The interesting part is the scaling factor $$\sqrt{n}$$, for a smaller scaling factor the whole term $$\sqrt{n}(S_n-\mu)$$ always goes to zero, for a larger scaling factor the term will blow up, only for $$\sqrt{n}$$ it converges to a distribution with constant variance.

It can be proved using the fact convergence of moment-generating functions (MGFs) implies the convergence in distribution, i.e. to prove $$M(\sqrt{n}(S_n-\mu)/\sigma) = M(N(0,1))$$. Here’s a very good lecture on that Lecture 29: Law of Large Numbers and Central Limit Theorem | Statistics 110.

So we know for $$n$$ i.i.d variables with zero mean, as $$n$$ gets larger, its mean goes to zero (the law of large numbers), its sum blows up to positive/negative infinity, but this term $$\sqrt{n}(S_n-\mu)$$ converges in distribution to a normal.

CTL is useful in many areas including the Wiener process, which is often used to model the stock price, see this blog and this question.

## Variance of Sum of IID Random Variables

The $$\sqrt{n}$$ scaling factor also applies when summing a finite number of i.i.d random variables (ref: sum of uncorrelated variables).

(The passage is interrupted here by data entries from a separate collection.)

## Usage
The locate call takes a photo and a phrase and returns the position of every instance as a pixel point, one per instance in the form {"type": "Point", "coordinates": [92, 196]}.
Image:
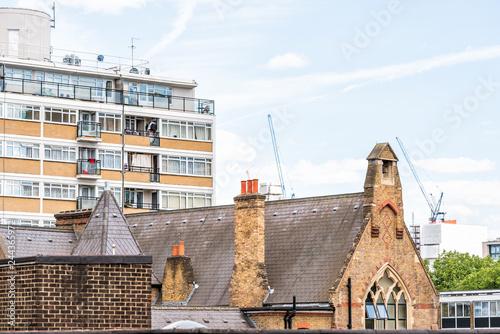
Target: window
{"type": "Point", "coordinates": [110, 122]}
{"type": "Point", "coordinates": [181, 200]}
{"type": "Point", "coordinates": [63, 191]}
{"type": "Point", "coordinates": [385, 304]}
{"type": "Point", "coordinates": [19, 111]}
{"type": "Point", "coordinates": [486, 314]}
{"type": "Point", "coordinates": [18, 74]}
{"type": "Point", "coordinates": [186, 130]}
{"type": "Point", "coordinates": [186, 166]}
{"type": "Point", "coordinates": [116, 191]}
{"type": "Point", "coordinates": [495, 251]}
{"type": "Point", "coordinates": [58, 115]}
{"type": "Point", "coordinates": [22, 150]}
{"type": "Point", "coordinates": [455, 315]}
{"type": "Point", "coordinates": [21, 188]}
{"type": "Point", "coordinates": [59, 153]}
{"type": "Point", "coordinates": [110, 159]}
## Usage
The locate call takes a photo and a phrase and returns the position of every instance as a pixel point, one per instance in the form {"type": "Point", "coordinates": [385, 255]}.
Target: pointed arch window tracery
{"type": "Point", "coordinates": [386, 303]}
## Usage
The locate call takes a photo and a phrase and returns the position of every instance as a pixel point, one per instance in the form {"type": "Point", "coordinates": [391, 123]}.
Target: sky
{"type": "Point", "coordinates": [337, 78]}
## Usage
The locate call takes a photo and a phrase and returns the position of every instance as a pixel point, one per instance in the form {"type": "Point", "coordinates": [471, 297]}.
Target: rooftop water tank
{"type": "Point", "coordinates": [24, 34]}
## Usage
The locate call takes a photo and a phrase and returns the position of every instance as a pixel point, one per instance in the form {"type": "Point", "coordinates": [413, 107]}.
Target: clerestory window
{"type": "Point", "coordinates": [385, 304]}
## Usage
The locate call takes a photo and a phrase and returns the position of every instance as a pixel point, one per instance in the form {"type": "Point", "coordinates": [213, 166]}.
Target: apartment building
{"type": "Point", "coordinates": [71, 121]}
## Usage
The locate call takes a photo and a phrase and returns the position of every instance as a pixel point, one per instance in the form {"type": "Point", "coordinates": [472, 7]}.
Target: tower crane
{"type": "Point", "coordinates": [431, 201]}
{"type": "Point", "coordinates": [277, 156]}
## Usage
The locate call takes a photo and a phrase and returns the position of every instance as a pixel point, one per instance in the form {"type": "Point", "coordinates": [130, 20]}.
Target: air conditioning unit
{"type": "Point", "coordinates": [72, 60]}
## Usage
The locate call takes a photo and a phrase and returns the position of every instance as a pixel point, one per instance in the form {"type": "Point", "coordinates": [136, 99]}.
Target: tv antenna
{"type": "Point", "coordinates": [132, 47]}
{"type": "Point", "coordinates": [53, 20]}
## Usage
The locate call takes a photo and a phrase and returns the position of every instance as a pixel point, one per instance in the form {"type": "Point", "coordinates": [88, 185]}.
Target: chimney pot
{"type": "Point", "coordinates": [249, 187]}
{"type": "Point", "coordinates": [181, 247]}
{"type": "Point", "coordinates": [255, 185]}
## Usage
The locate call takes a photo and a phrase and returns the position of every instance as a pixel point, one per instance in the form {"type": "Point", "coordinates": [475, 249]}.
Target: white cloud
{"type": "Point", "coordinates": [330, 172]}
{"type": "Point", "coordinates": [89, 6]}
{"type": "Point", "coordinates": [286, 61]}
{"type": "Point", "coordinates": [185, 12]}
{"type": "Point", "coordinates": [294, 86]}
{"type": "Point", "coordinates": [457, 165]}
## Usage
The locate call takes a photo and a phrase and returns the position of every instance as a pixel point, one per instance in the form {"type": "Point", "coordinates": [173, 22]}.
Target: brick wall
{"type": "Point", "coordinates": [71, 293]}
{"type": "Point", "coordinates": [384, 241]}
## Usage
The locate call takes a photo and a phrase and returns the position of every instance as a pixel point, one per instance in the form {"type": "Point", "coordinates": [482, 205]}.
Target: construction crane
{"type": "Point", "coordinates": [277, 156]}
{"type": "Point", "coordinates": [431, 201]}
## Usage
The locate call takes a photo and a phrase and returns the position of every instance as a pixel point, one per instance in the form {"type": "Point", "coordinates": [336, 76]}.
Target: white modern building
{"type": "Point", "coordinates": [71, 121]}
{"type": "Point", "coordinates": [439, 237]}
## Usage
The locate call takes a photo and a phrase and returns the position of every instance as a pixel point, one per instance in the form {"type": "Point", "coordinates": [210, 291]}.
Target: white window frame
{"type": "Point", "coordinates": [68, 114]}
{"type": "Point", "coordinates": [19, 188]}
{"type": "Point", "coordinates": [21, 149]}
{"type": "Point", "coordinates": [187, 130]}
{"type": "Point", "coordinates": [116, 120]}
{"type": "Point", "coordinates": [186, 165]}
{"type": "Point", "coordinates": [50, 150]}
{"type": "Point", "coordinates": [116, 157]}
{"type": "Point", "coordinates": [186, 200]}
{"type": "Point", "coordinates": [16, 111]}
{"type": "Point", "coordinates": [59, 191]}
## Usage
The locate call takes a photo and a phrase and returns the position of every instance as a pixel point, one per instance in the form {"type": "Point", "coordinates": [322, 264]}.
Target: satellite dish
{"type": "Point", "coordinates": [184, 324]}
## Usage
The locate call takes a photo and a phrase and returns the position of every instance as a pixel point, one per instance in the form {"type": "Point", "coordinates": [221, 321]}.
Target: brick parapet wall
{"type": "Point", "coordinates": [97, 293]}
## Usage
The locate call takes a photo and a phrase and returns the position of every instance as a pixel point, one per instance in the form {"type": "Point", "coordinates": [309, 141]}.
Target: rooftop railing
{"type": "Point", "coordinates": [105, 95]}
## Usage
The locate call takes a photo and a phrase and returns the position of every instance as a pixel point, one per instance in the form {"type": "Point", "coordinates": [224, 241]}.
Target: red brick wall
{"type": "Point", "coordinates": [77, 296]}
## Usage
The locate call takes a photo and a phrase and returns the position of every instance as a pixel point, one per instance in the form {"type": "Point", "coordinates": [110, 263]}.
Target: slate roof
{"type": "Point", "coordinates": [39, 240]}
{"type": "Point", "coordinates": [106, 227]}
{"type": "Point", "coordinates": [212, 317]}
{"type": "Point", "coordinates": [307, 241]}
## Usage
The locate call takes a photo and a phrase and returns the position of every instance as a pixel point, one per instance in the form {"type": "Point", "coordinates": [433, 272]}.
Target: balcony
{"type": "Point", "coordinates": [154, 140]}
{"type": "Point", "coordinates": [104, 95]}
{"type": "Point", "coordinates": [154, 173]}
{"type": "Point", "coordinates": [88, 169]}
{"type": "Point", "coordinates": [88, 131]}
{"type": "Point", "coordinates": [84, 202]}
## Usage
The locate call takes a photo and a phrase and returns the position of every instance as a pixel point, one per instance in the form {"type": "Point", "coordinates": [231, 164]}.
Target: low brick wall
{"type": "Point", "coordinates": [75, 293]}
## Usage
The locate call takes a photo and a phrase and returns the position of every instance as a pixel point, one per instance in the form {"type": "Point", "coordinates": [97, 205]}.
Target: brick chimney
{"type": "Point", "coordinates": [178, 277]}
{"type": "Point", "coordinates": [248, 286]}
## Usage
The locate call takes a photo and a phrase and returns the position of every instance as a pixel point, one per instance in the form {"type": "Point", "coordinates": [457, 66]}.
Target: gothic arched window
{"type": "Point", "coordinates": [385, 304]}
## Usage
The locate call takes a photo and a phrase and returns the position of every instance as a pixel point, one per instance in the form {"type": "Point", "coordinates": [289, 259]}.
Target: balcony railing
{"type": "Point", "coordinates": [84, 202]}
{"type": "Point", "coordinates": [89, 129]}
{"type": "Point", "coordinates": [150, 206]}
{"type": "Point", "coordinates": [154, 139]}
{"type": "Point", "coordinates": [99, 94]}
{"type": "Point", "coordinates": [88, 167]}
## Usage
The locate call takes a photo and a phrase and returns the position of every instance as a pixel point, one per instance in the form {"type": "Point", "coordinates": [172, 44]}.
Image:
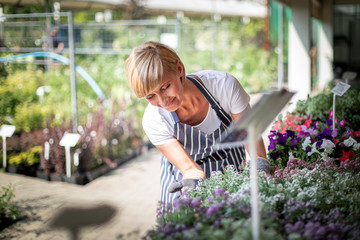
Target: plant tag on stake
{"type": "Point", "coordinates": [67, 141]}
{"type": "Point", "coordinates": [6, 131]}
{"type": "Point", "coordinates": [339, 90]}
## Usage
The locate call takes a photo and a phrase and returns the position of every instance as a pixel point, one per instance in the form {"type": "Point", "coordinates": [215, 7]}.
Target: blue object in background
{"type": "Point", "coordinates": [64, 60]}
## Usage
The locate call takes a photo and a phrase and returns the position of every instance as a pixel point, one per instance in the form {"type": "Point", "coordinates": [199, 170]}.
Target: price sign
{"type": "Point", "coordinates": [7, 130]}
{"type": "Point", "coordinates": [69, 139]}
{"type": "Point", "coordinates": [340, 88]}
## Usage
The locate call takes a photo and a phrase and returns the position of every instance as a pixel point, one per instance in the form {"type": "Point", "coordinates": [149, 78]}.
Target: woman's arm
{"type": "Point", "coordinates": [177, 156]}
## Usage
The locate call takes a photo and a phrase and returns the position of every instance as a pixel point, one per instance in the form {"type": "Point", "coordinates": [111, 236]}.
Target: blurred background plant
{"type": "Point", "coordinates": [36, 98]}
{"type": "Point", "coordinates": [9, 212]}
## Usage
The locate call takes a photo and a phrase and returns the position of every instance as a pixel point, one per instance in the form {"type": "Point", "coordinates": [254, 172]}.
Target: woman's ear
{"type": "Point", "coordinates": [180, 67]}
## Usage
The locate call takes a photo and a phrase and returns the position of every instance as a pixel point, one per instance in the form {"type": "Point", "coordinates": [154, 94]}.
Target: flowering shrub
{"type": "Point", "coordinates": [297, 137]}
{"type": "Point", "coordinates": [313, 192]}
{"type": "Point", "coordinates": [317, 201]}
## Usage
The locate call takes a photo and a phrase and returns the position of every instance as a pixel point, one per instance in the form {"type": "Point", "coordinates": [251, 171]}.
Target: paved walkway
{"type": "Point", "coordinates": [133, 190]}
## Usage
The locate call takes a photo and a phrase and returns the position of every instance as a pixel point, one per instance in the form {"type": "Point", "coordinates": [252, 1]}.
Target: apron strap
{"type": "Point", "coordinates": [224, 116]}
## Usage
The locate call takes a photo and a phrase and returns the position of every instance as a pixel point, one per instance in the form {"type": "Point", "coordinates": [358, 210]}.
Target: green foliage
{"type": "Point", "coordinates": [8, 210]}
{"type": "Point", "coordinates": [28, 158]}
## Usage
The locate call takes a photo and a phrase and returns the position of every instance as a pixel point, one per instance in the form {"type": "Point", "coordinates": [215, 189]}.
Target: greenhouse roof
{"type": "Point", "coordinates": [226, 8]}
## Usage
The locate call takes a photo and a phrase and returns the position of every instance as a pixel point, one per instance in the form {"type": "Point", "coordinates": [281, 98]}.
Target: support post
{"type": "Point", "coordinates": [4, 152]}
{"type": "Point", "coordinates": [72, 71]}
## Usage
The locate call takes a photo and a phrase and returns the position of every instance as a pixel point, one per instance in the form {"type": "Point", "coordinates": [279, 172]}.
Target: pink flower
{"type": "Point", "coordinates": [307, 123]}
{"type": "Point", "coordinates": [297, 128]}
{"type": "Point", "coordinates": [277, 125]}
{"type": "Point", "coordinates": [346, 156]}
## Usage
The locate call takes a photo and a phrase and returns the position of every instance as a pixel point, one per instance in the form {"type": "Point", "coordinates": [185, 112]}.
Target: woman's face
{"type": "Point", "coordinates": [169, 94]}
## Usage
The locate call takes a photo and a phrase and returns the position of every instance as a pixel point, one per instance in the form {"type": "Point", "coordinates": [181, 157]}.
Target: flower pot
{"type": "Point", "coordinates": [77, 178]}
{"type": "Point", "coordinates": [24, 170]}
{"type": "Point", "coordinates": [97, 172]}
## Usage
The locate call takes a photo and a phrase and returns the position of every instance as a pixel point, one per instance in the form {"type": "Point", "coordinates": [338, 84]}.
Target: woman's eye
{"type": "Point", "coordinates": [149, 97]}
{"type": "Point", "coordinates": [166, 87]}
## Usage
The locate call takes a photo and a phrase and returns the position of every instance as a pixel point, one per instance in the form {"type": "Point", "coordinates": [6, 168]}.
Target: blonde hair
{"type": "Point", "coordinates": [147, 64]}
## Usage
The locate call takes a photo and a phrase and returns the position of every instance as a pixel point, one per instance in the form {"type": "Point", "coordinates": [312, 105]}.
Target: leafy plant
{"type": "Point", "coordinates": [319, 106]}
{"type": "Point", "coordinates": [27, 158]}
{"type": "Point", "coordinates": [316, 200]}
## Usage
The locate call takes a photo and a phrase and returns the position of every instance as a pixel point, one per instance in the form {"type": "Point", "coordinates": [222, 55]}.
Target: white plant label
{"type": "Point", "coordinates": [340, 88]}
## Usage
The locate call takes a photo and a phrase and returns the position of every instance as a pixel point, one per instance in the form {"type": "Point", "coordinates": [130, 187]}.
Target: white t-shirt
{"type": "Point", "coordinates": [226, 89]}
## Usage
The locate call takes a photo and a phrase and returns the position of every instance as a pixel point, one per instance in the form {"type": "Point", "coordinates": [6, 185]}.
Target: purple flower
{"type": "Point", "coordinates": [219, 191]}
{"type": "Point", "coordinates": [196, 202]}
{"type": "Point", "coordinates": [329, 122]}
{"type": "Point", "coordinates": [334, 133]}
{"type": "Point", "coordinates": [315, 125]}
{"type": "Point", "coordinates": [213, 209]}
{"type": "Point", "coordinates": [246, 191]}
{"type": "Point", "coordinates": [290, 134]}
{"type": "Point", "coordinates": [274, 155]}
{"type": "Point", "coordinates": [295, 142]}
{"type": "Point", "coordinates": [342, 123]}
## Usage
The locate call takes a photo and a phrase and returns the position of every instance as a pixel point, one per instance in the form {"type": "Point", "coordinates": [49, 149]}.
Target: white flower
{"type": "Point", "coordinates": [306, 142]}
{"type": "Point", "coordinates": [349, 142]}
{"type": "Point", "coordinates": [328, 146]}
{"type": "Point", "coordinates": [325, 156]}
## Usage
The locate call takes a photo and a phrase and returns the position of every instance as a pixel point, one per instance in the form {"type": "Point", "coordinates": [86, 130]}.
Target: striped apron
{"type": "Point", "coordinates": [199, 146]}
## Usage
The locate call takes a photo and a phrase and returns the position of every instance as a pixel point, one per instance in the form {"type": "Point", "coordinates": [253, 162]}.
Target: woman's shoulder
{"type": "Point", "coordinates": [214, 78]}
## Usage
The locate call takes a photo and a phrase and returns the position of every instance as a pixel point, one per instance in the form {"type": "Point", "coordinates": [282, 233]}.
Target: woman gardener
{"type": "Point", "coordinates": [185, 115]}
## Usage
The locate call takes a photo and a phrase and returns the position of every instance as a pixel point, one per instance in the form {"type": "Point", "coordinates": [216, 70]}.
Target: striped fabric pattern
{"type": "Point", "coordinates": [199, 146]}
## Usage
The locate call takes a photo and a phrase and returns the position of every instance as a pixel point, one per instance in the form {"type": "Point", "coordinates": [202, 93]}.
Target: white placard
{"type": "Point", "coordinates": [69, 139]}
{"type": "Point", "coordinates": [7, 130]}
{"type": "Point", "coordinates": [340, 88]}
{"type": "Point", "coordinates": [259, 116]}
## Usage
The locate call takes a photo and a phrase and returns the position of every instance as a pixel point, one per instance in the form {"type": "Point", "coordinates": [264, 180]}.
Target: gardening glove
{"type": "Point", "coordinates": [263, 165]}
{"type": "Point", "coordinates": [185, 185]}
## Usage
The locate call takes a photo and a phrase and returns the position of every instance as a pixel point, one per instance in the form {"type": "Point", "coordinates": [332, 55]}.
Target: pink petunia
{"type": "Point", "coordinates": [346, 156]}
{"type": "Point", "coordinates": [307, 123]}
{"type": "Point", "coordinates": [277, 125]}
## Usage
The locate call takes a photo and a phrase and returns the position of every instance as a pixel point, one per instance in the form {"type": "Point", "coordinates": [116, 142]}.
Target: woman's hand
{"type": "Point", "coordinates": [192, 173]}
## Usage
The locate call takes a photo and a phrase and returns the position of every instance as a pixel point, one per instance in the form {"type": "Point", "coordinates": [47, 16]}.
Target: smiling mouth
{"type": "Point", "coordinates": [170, 103]}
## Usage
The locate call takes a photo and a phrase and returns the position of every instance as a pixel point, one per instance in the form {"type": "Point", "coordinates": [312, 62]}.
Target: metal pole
{"type": "Point", "coordinates": [334, 111]}
{"type": "Point", "coordinates": [255, 219]}
{"type": "Point", "coordinates": [4, 152]}
{"type": "Point", "coordinates": [68, 161]}
{"type": "Point", "coordinates": [280, 49]}
{"type": "Point", "coordinates": [72, 71]}
{"type": "Point", "coordinates": [179, 16]}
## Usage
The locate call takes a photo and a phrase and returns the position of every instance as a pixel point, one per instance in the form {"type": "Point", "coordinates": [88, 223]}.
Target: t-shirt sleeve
{"type": "Point", "coordinates": [156, 126]}
{"type": "Point", "coordinates": [238, 99]}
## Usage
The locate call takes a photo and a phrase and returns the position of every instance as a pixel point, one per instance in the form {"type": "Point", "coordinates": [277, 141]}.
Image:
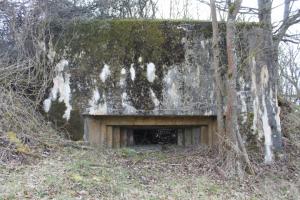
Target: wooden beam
{"type": "Point", "coordinates": [204, 135]}
{"type": "Point", "coordinates": [123, 132]}
{"type": "Point", "coordinates": [109, 132]}
{"type": "Point", "coordinates": [180, 137]}
{"type": "Point", "coordinates": [130, 139]}
{"type": "Point", "coordinates": [116, 137]}
{"type": "Point", "coordinates": [196, 135]}
{"type": "Point", "coordinates": [188, 136]}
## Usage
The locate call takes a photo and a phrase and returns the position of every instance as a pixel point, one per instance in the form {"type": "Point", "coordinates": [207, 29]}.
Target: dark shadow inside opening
{"type": "Point", "coordinates": [147, 136]}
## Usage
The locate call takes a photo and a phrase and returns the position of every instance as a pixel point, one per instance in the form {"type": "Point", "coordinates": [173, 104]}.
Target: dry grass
{"type": "Point", "coordinates": [73, 173]}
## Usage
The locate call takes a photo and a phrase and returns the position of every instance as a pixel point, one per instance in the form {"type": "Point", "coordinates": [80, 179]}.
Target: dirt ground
{"type": "Point", "coordinates": [152, 173]}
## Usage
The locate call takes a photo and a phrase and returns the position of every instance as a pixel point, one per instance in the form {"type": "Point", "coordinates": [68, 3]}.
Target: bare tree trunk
{"type": "Point", "coordinates": [217, 69]}
{"type": "Point", "coordinates": [264, 86]}
{"type": "Point", "coordinates": [232, 128]}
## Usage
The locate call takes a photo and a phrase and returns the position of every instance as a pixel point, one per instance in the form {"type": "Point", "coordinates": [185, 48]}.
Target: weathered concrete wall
{"type": "Point", "coordinates": [136, 67]}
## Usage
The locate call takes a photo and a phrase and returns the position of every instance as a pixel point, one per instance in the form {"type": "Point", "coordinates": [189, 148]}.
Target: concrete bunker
{"type": "Point", "coordinates": [121, 80]}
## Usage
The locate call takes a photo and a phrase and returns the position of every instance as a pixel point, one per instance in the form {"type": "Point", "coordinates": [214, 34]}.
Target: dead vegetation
{"type": "Point", "coordinates": [175, 173]}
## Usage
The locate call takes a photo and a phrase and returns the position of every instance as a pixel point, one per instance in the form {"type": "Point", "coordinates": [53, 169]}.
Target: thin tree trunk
{"type": "Point", "coordinates": [217, 69]}
{"type": "Point", "coordinates": [232, 128]}
{"type": "Point", "coordinates": [264, 86]}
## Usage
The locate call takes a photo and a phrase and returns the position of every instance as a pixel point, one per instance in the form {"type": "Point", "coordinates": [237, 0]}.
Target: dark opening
{"type": "Point", "coordinates": [144, 136]}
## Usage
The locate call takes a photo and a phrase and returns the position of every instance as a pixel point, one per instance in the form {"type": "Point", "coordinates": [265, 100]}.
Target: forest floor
{"type": "Point", "coordinates": [175, 173]}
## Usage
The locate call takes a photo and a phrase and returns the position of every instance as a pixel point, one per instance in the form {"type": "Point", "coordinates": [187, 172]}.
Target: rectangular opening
{"type": "Point", "coordinates": [159, 135]}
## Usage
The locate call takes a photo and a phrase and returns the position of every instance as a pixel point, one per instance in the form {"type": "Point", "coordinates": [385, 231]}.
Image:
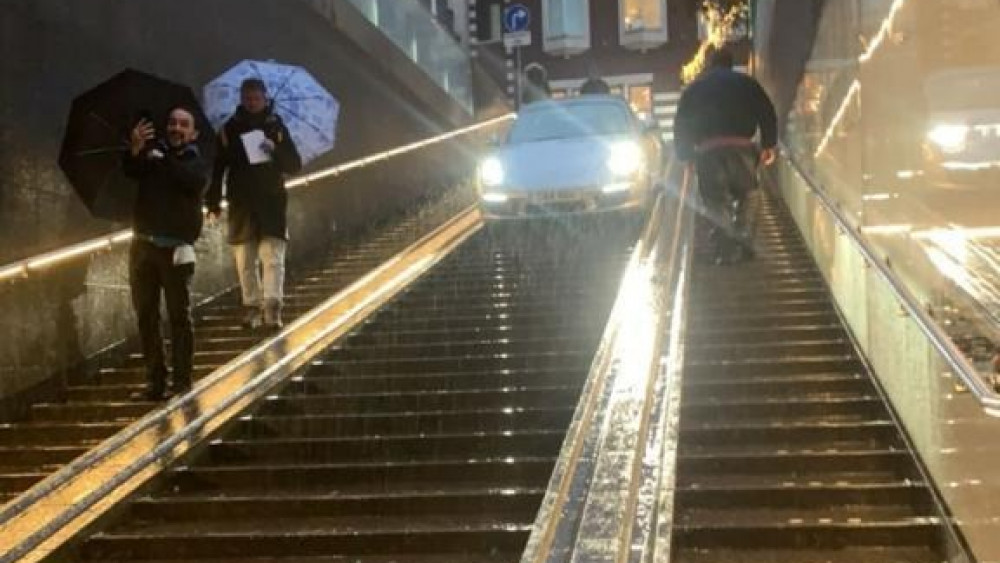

For example sum of normally distributed random variables, and Irwin–Hall distribution.

Note that this is different from applying a change of variable $$z=2x$$, which gives a variance of $$(2\sigma)^2$$ instead of $$2\sigma^2$$.

For $$n$$ normally distributed random variables with the same variance, it follows $$\sum (x_n-\mu_n) \sim N(0, n\sigma^2)$$, which is equivalent to $\sqrt{n}(S_n-\mu) \sim N(0,\sigma^2)$ the Central Limit Theorem.

## Sampling Normal Distributions

Using the facts above we can approximate samples from any normal distribution given samples from a uniform distribution $$U(0,1)$$ (though in fact Box–Muller transform can do that accurately).

According to Central Limit Theorem, the sum of $$n$$ uniformly distributed variables approximately follows a normal distribution, $$\sum x \sim N(n/2,\sigma^2)$$. According to sum of uncorrelated variables, we can work out the variance $$\sigma^2 = nVar(x)=n/12$$, therefore $$\sqrt{n}(\sum x/n-1/2)$$ converges in distribution to $$N(0,1/12)$$.